UT Board Approves Reorganization

MEMPHIS — The University of Tennessee Board of Trustees Thursday approved a major reorganization of UT and endorsed a plan to improve quality in all areas of the institution over the next seven years.

The board-s action reduces the number of accredited universities from four to three by combining campuses at Knoxville and Memphis and the Space Institute in Tullahoma. Several administrative positions, including those of chancellor at Knoxville and Memphis, were eliminated.

The flagship institution will have the name the University of Tennessee. Other UT campuses are at Chattanooga and Martin. The resolution creates for the Chattanooga and Martin campuses liaison committees of trustees, community representatives, the UT president and the board-s vice chairman.

Thursday-s action affirms UT President J. Wade Gilley-s first phase of reorganizing the university-s administration, announced in December. The board-s resolution also gives the administration authority to proceed with the next phase of streamlining.

A report from the Streamlining Committee estimates administrative costs can be cut by $40 million in five years.

Gilley told the board that UT should move into the top 25 in graduation rates, increase to 300 the number of National Merit Scholars enrolled and improve faculty salaries.

He outlined his Tennessee Plan for Academic Excellence that would provide $150 million in private funds, administrative cost savings, state funds and other UT revenues to enhance academic and research programs. Money from the fund would also be used to attract the state-s top students and retain and recruit outstanding faculty.
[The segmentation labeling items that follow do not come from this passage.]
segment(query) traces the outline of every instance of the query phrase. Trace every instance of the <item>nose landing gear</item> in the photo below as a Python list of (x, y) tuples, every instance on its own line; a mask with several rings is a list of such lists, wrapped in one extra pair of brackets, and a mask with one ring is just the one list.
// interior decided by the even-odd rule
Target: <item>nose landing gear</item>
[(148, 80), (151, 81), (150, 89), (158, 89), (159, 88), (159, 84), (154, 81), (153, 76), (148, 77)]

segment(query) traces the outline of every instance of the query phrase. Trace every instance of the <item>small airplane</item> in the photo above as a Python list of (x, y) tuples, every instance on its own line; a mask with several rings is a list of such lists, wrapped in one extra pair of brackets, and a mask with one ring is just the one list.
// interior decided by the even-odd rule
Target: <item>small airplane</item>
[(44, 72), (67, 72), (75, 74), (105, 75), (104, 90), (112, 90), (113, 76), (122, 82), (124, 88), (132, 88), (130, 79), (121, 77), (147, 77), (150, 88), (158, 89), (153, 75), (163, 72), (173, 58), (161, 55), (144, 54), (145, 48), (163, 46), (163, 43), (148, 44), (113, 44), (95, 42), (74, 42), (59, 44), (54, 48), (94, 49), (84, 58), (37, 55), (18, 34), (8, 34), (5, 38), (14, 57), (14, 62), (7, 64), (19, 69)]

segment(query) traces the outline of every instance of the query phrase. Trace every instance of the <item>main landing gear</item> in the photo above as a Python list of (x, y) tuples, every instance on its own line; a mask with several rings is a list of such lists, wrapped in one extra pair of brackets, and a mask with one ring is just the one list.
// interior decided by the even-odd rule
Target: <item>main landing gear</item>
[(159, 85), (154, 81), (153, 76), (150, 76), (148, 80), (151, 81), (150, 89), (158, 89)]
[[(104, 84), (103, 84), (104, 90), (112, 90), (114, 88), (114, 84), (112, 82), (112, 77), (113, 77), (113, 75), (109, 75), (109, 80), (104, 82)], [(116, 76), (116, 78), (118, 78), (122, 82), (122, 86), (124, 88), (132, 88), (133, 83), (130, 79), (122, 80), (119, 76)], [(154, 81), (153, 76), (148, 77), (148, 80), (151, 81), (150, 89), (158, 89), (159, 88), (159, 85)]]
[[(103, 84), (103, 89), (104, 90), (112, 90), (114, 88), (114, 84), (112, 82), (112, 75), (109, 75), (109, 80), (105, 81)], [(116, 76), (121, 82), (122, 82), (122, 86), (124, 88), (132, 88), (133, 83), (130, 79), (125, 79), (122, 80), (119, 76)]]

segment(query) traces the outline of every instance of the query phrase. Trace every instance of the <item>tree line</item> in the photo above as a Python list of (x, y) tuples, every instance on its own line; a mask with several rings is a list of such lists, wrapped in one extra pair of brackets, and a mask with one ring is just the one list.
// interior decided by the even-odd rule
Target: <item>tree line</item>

UT-s national profile will be higher as it strives to become one of the top 25 public research universities in America, he said.
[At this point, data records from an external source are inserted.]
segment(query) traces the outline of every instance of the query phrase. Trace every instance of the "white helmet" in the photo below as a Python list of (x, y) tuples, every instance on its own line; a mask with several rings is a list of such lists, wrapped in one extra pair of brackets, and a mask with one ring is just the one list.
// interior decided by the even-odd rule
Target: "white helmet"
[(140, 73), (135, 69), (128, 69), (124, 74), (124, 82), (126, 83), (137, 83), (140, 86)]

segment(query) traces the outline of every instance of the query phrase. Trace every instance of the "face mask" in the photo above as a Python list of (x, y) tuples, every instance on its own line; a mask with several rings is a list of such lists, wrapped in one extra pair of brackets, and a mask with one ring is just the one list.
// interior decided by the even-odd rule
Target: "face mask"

Dr. Douglas Olesen, chief executive officer of Battelle Memorial Institute who chaired the Committee on the Future of UT, told the board a top-tier public research university is vital to a state-s economy. The Committee on the Future report said UT must reinvigorate its research program.

The streamlining group recommended and the board approved changes not previously announced by Gilley. Jack Williams, vice president for alumni affairs and development, will become vice president for advancement and assume responsibility for the Office of University Relations as well as development and alumni.

Sammie Lynn Puett-s title changes from vice president for public service, continuing education and university relations to vice president for public service. System-wide continuing education moves to other vice presidents and chancellors operating continuing education programs.

It was announced in December that Dr. John Peters, provost at Knoxville, would become senior vice president for academic affairs and chief operating officer as well as provost in Knoxville. Dr. Dwayne McCay, former vice president of the UT Space Institute, became vice president for research and information technology.

Bill Rice, Memphis chancellor and vice president for health affairs, retains his vice president-s title as head of the health science center.